Odair José no documentário “Eu vou rifar meu coração” também partilha dessa ideia e como um dos maiores nomes da música brega romântica critica o rótulo que lhe foi dado através das décadas de sucesso. Uma indústria que vende milhões e milhões de cópias, alavanca diversos nomes que se eternizaram na História brasileira podem e devem ser mais estudados como aponta Paulo César de Araújo, seria romper os limites da canção de protesto, da classe média, do protesto à ditadura(não que o brega não tenha feito) e ver os “brasis” afora.

Dentro desse mar de cantores e compositores o trabalho focará boa parte no paraíbano Genival Santos, suas composições e interpretações durante a década de 1970 em que o cantor viveu uma explosão de bons trabalhos reconhecidos por todo Brasil, que estava em um período conturbado politicamente.

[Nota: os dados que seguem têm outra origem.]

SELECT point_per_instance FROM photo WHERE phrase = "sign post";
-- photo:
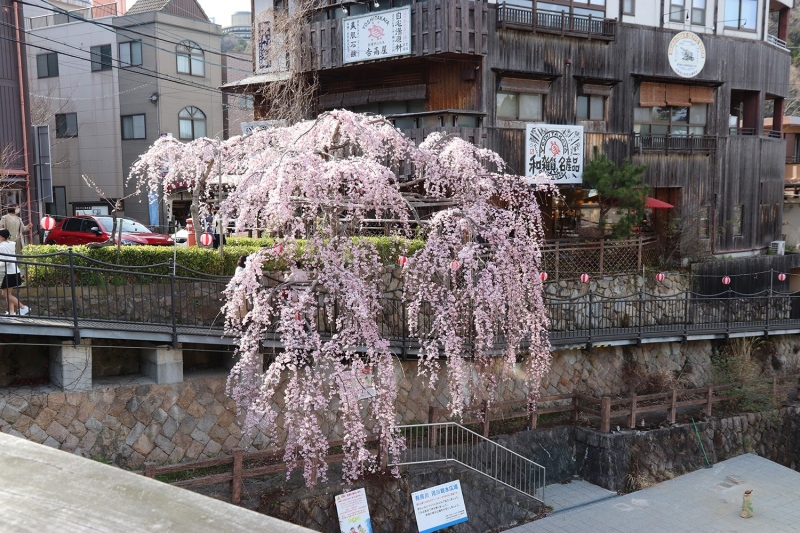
(353, 512)
(439, 507)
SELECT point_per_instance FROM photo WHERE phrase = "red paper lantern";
(48, 223)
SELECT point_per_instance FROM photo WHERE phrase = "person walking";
(15, 227)
(11, 278)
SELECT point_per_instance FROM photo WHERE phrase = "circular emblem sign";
(687, 55)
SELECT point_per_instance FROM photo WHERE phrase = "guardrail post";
(172, 303)
(236, 482)
(486, 418)
(76, 332)
(605, 414)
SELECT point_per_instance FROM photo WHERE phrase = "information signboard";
(439, 507)
(376, 35)
(353, 512)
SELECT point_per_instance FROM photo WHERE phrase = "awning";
(652, 203)
(258, 79)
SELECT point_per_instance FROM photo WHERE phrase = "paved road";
(705, 501)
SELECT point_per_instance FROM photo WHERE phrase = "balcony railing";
(75, 15)
(651, 142)
(562, 22)
(775, 41)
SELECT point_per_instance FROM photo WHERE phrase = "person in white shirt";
(12, 277)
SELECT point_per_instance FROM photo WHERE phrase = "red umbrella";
(652, 203)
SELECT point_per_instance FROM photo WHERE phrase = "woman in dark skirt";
(12, 276)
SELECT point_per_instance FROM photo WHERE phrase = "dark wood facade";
(724, 171)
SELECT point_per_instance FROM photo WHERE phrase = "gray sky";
(221, 10)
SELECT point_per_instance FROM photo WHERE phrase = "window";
(190, 59)
(741, 14)
(736, 223)
(192, 123)
(628, 7)
(704, 230)
(130, 54)
(67, 125)
(133, 127)
(101, 57)
(591, 107)
(699, 12)
(47, 65)
(520, 106)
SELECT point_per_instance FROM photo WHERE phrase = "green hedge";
(205, 260)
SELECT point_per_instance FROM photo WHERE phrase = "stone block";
(163, 364)
(71, 366)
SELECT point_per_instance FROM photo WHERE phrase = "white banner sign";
(555, 150)
(439, 507)
(377, 35)
(353, 512)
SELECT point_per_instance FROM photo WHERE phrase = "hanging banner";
(353, 512)
(376, 35)
(439, 507)
(556, 150)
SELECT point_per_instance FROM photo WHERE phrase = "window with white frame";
(130, 54)
(191, 123)
(133, 127)
(190, 58)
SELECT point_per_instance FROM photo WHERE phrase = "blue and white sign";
(376, 35)
(439, 507)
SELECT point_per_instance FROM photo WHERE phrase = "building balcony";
(75, 15)
(693, 144)
(555, 22)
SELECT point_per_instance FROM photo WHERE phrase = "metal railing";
(444, 442)
(74, 15)
(561, 22)
(651, 142)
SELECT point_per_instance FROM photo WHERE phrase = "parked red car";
(83, 229)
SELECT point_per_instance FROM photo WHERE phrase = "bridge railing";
(167, 297)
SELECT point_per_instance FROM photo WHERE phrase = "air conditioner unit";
(778, 247)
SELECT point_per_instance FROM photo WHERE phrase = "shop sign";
(377, 35)
(439, 507)
(687, 54)
(555, 150)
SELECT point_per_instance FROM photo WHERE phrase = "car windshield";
(128, 225)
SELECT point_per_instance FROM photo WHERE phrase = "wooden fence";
(607, 409)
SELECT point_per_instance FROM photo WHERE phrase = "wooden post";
(486, 418)
(673, 408)
(605, 414)
(236, 482)
(576, 406)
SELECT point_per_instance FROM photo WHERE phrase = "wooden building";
(680, 86)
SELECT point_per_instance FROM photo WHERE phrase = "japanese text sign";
(376, 35)
(555, 150)
(439, 507)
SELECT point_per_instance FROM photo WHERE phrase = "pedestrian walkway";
(705, 501)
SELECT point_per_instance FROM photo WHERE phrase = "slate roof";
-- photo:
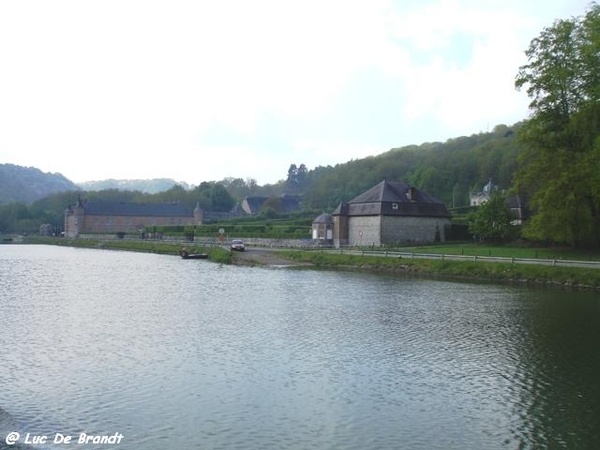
(393, 198)
(324, 218)
(137, 209)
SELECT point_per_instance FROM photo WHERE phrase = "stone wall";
(364, 230)
(397, 230)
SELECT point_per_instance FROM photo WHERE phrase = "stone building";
(322, 230)
(390, 213)
(122, 217)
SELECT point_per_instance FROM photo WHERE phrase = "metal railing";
(497, 259)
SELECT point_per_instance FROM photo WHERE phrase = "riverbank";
(566, 277)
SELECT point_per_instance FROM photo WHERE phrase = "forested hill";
(152, 186)
(27, 184)
(448, 171)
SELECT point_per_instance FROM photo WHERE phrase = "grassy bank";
(499, 272)
(215, 254)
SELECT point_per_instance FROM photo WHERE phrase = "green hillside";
(27, 184)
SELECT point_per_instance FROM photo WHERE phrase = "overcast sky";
(203, 90)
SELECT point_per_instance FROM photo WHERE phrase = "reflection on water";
(190, 354)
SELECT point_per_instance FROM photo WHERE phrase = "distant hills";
(449, 171)
(28, 184)
(152, 186)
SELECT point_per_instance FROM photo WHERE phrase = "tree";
(492, 220)
(558, 165)
(292, 179)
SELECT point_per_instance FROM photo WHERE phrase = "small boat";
(186, 255)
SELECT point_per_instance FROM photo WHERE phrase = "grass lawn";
(509, 251)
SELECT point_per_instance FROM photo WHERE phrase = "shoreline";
(494, 272)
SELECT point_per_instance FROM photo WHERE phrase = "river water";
(188, 354)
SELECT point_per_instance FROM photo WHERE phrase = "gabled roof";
(393, 198)
(137, 209)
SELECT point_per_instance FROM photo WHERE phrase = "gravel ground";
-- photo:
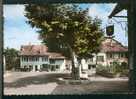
(43, 83)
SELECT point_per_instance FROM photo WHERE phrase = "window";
(100, 58)
(45, 58)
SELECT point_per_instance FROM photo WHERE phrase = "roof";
(111, 45)
(39, 50)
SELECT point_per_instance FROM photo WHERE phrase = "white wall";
(40, 62)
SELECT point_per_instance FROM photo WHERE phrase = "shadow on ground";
(40, 79)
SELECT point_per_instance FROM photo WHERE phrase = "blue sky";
(17, 32)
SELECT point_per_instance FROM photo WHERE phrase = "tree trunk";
(75, 68)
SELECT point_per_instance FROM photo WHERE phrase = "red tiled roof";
(111, 45)
(39, 50)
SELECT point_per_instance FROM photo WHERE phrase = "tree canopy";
(66, 28)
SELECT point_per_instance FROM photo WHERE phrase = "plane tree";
(66, 28)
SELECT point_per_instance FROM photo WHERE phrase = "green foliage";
(64, 25)
(114, 68)
(11, 58)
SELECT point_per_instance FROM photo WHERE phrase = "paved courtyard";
(42, 83)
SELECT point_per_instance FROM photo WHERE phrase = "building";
(110, 51)
(37, 58)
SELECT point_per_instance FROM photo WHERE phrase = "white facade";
(36, 63)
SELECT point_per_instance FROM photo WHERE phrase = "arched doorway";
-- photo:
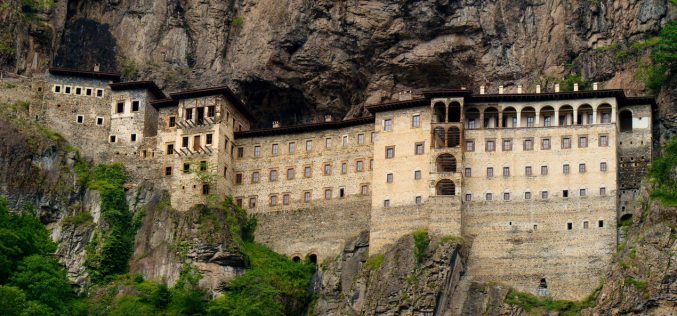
(446, 163)
(445, 187)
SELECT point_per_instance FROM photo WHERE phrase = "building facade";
(535, 182)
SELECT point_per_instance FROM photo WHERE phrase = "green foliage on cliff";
(663, 175)
(531, 302)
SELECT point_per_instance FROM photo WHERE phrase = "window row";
(528, 144)
(327, 170)
(528, 195)
(544, 170)
(292, 148)
(306, 197)
(77, 90)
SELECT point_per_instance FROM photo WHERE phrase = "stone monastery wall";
(535, 181)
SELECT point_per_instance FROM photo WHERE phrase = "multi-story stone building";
(534, 181)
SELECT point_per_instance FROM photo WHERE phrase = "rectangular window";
(566, 142)
(388, 125)
(469, 145)
(418, 149)
(490, 145)
(507, 145)
(390, 152)
(582, 141)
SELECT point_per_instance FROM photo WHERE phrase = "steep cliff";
(296, 59)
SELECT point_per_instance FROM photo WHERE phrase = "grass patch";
(421, 242)
(375, 262)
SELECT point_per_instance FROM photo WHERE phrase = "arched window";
(445, 187)
(439, 112)
(625, 118)
(454, 112)
(439, 137)
(453, 137)
(446, 163)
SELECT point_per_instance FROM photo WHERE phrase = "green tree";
(43, 280)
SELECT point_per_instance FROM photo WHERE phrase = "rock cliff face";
(296, 59)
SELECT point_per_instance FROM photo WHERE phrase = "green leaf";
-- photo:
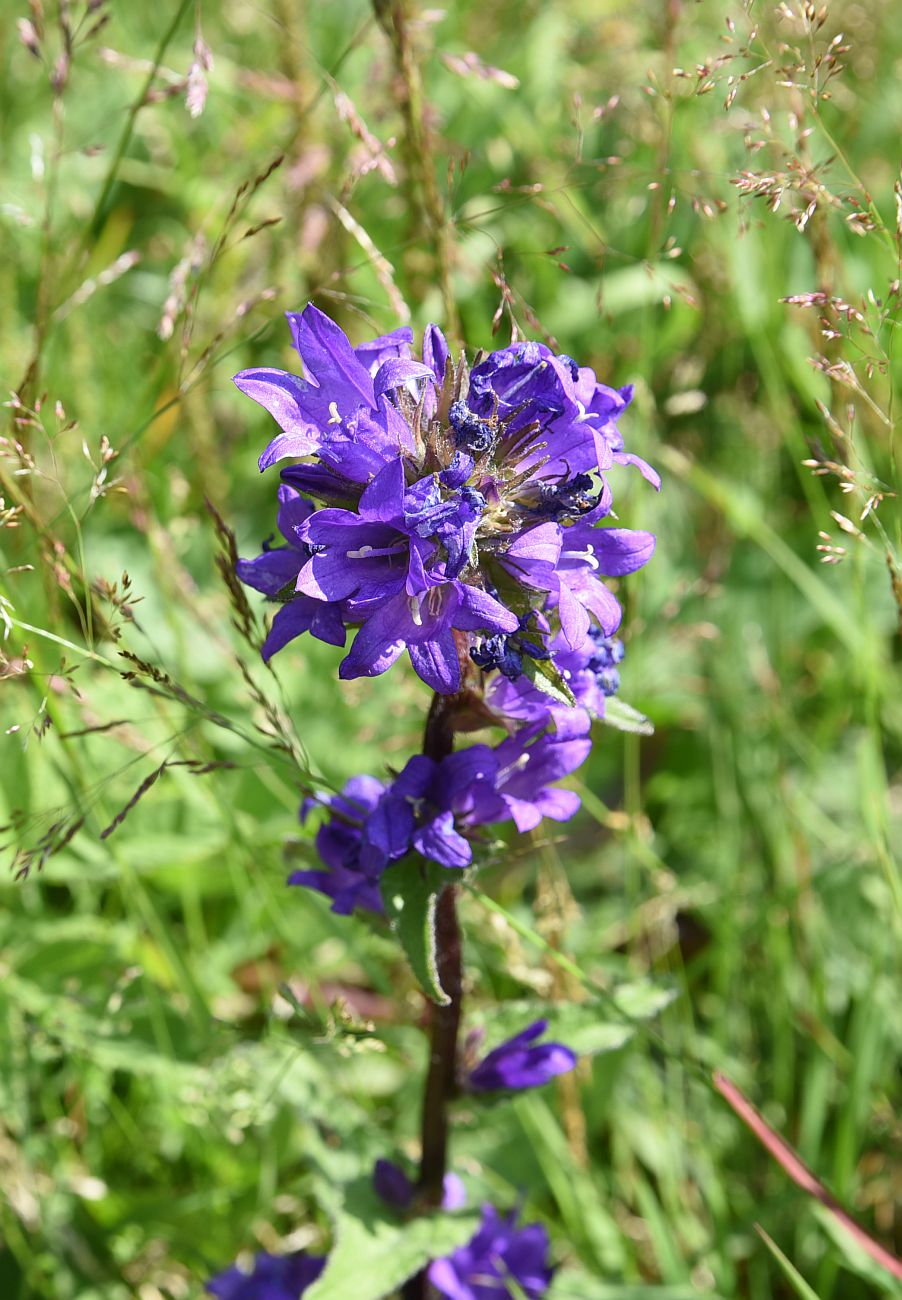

Aliando Genival Santos ao ensino de história do Brasil e da América Latina(muitos compositores conseguiram sucessos quando foram exilados como Lindomar Castilhoi, os temas de maior diversidade, bem característicos da música brega como: sexualidade, corpo, trabalho, espaços sociais e etc. Não deixando de lado os parâmetros curriculares nacionais e seus temas transversais. Este trabalho é direcionado aos docentes que lecionam turmas de adolescentes de ensino médio, visto seu maior desenvolvimento cognitivo, sua absorção de letras, arranjos e críticas será mais fácil.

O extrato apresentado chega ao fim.